Conceiving after 35 is next to impossible—right?
After she turned 42, Teesha Karr thought she was done having kids. Six, in her mind, was perfect. And besides, she was pretty sure she had started menopause. For the past six months she’d had all the same signs as her friends: hot flashes, mood swings, tender breasts. She and her husband decided they could probably safely do away with contraception. But less than a month later, Karr felt a familiar twinge of pain in her ovary—the same twinge she’d felt every time she’d been pregnant before.
Karr felt embarrassed. “Teenagers accidentally get pregnant. Forty-two-year-old women don’t usually accidentally get pregnant,” she told me. But, really, 42-year-old women accidentally getting pregnant is surprisingly common. Nearly 4 percent of all new babies are born to women 40 and older, and about a third of pregnancies in this age range are unplanned, according to the latest data from the National Center for Health Statistics. It’s a frequent enough occurrence that the plots of Downton Abbey, Sex Education, And Just Like That, Grey’s Anatomy, and Black-ish have depended on it.

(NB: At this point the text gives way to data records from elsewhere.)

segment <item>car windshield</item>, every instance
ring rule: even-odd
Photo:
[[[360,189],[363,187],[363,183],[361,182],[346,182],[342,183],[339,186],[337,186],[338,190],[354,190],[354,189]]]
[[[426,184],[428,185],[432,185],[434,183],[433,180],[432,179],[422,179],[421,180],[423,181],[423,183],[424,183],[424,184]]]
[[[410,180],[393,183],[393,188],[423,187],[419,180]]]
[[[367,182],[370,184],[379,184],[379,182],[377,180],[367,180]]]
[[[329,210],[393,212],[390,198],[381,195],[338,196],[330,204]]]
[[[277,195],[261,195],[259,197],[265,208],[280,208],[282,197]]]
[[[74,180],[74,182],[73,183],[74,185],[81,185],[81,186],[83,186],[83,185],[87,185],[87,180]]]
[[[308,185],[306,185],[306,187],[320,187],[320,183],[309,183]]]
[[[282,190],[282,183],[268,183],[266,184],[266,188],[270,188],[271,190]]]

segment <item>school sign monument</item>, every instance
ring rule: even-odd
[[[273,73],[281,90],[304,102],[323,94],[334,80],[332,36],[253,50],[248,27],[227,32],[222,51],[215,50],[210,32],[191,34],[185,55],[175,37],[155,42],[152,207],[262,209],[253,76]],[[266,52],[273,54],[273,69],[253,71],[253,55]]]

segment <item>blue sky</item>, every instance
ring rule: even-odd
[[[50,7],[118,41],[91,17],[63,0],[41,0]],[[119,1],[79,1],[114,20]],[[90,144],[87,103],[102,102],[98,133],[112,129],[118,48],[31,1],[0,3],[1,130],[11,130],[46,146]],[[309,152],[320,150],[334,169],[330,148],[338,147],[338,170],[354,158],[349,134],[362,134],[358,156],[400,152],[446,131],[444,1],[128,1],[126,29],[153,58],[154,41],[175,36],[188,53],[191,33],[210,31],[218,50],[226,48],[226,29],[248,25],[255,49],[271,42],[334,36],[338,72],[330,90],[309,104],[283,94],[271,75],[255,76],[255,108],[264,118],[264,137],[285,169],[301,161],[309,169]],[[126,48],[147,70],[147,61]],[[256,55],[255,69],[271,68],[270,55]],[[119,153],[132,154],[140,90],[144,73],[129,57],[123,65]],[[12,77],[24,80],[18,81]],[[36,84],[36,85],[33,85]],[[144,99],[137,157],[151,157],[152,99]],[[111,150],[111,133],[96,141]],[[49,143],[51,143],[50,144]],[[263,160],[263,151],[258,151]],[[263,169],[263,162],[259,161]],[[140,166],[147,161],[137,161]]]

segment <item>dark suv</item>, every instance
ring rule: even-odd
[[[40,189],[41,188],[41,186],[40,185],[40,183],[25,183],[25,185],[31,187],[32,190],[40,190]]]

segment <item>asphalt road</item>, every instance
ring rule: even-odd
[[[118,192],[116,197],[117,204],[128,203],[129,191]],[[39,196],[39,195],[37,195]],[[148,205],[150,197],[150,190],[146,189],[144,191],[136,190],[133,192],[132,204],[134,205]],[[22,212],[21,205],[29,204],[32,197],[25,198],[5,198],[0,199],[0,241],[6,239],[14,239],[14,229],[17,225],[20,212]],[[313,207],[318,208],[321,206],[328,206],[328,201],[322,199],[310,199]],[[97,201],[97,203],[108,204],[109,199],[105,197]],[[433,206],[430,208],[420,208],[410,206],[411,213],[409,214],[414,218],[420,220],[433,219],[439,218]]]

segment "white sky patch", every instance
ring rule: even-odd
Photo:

Many women still believe that by their 40s, unintended pregnancy just isn’t something they have to worry about. After all, many of us are told our whole lives that our biological clock is ticking, that our fertility plummets after 35, and that if we wait too long we’ll likely need some form of reproductive technology to get pregnant—if we can get pregnant at all. If conceiving at this age is so hard, surely you wouldn’t get pregnant by accident, right?
I imagine part of the problem is women seeing the start of menopause and thinking that means they’re no longer fertile. It’s a process, not an off switch.